Develop Langara golf course land, advocate says
The Canadian Taxpayers Federation is unimpressed with an idea from the Vancouver Park Board to turn a city-owned golf course into a park and wants to see the land developed instead.
Commissioner Aaron Jasper has drafted a motion that will be debated at the Park Board meeting next week.
Jasper wants the Board to take a more detailed look at what the city-owned golf course cost, what they make and whether the Langara Golf Course on Cambie Street could be converted into a park.
Jordan Bateman with the Taxpayers Federation says a better idea is to develop the land.
"If you even developed half of one of those courses, you’d probably generate enough revenue to hold taxes in line for probably another two or three years, or you could use that money for other infrastructure, things that people actually need and expect municipalities to provide," Bateman told CBC News Tuesday.
Different visions
But Jasper says he does not want to see the land developed.

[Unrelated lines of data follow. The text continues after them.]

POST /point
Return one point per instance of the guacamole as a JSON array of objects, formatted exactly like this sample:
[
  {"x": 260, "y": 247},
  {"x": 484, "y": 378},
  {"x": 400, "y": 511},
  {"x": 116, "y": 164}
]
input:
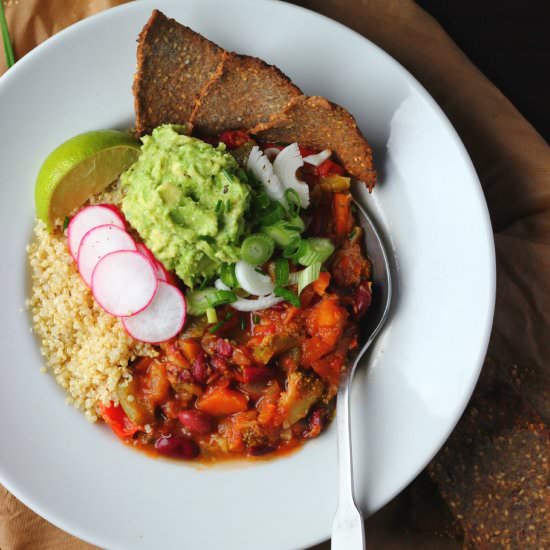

He says that with Vancouver getting more crowded and with the increased density planned for areas along rapid transit routes, demand for park space will exceed supply.
"[Over] the next 20, 30, 40 years, the opportunities are slim in terms of providing a lot of green space."
Jasper wants to look at reducing the 18-hole Langara course to nine holes, or eliminating it all together as part of the plan to turn it into a park.
Bateman said that is a step in the wrong direction.
Just where Mayor Gregor Robertson and Vancouver City Council sit with the issue is not yet clear.